Yesterday, Veeam announced its 2017 financial year results, which it described as its most successful year in the firm's decade-long history.
During this period, the virtualisation firm achieved 62% growth in enterprise deals and 500% annual growth for deals over $1 million. In addition, sales of Veeam Availability Suite grew by 48% in 2017.
According to Peter McKay, co-CEO and president of Veeam, the company's bold moves in market focus, partnerships and organisational structure contributed to its success.
Speaking at the VeeamON conference in New Orleans last year, McKay said the objective was to scale it to a $1 billion business by the end of 2018.
In the fourth quarter of 2017, the company strengthened its relationships with key alliance partners, which resulted in more than $100 million in bookings revenue, he notes.
"Organisations across the globe are dealing with massive data sprawl, and the need to ensure availability of data and applications across a complex multi-cloud environment has never been greater.
"We continued success in the mid-market while also expanding into the enterprise, which is a key focus for us moving forward. Veeam continues to grow at double-digit rates as legacy competitors experience a decline. Our leadership and momentum in delivering availability for any app, any data, across any cloud has us well poised to be a billion-dollar software company by the end of 2018," McKay states.

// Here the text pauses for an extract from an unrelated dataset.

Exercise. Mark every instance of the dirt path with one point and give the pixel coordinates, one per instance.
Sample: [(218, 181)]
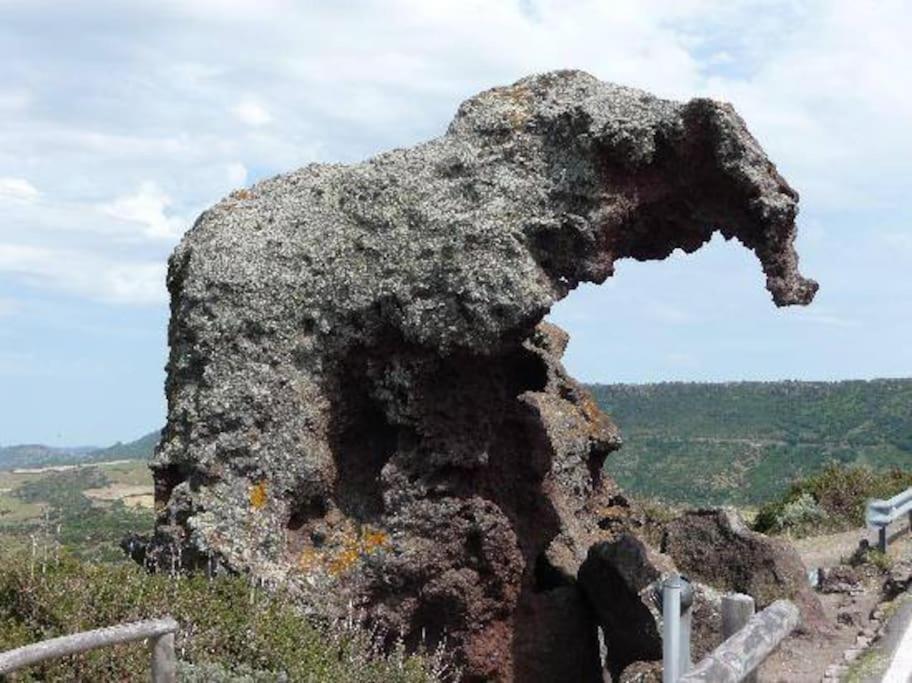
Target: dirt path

Laura DuBois, GVP at IDC, adds: "As enterprise customers consider new IT strategies to bring them forward in the next decade, Veeam makes this transition feasible; enabling multi-cloud strategies, supporting existing and cloud-native applications and providing an extensible, intelligent platform for understanding and managing the data."
Founded in 2006, Veeam develops backup, disaster recovery and virtualisation management software. The company focuses on products that increase the resistance of virtualised workloads, reduce downtime, and ensure the system availability required by service-level agreements.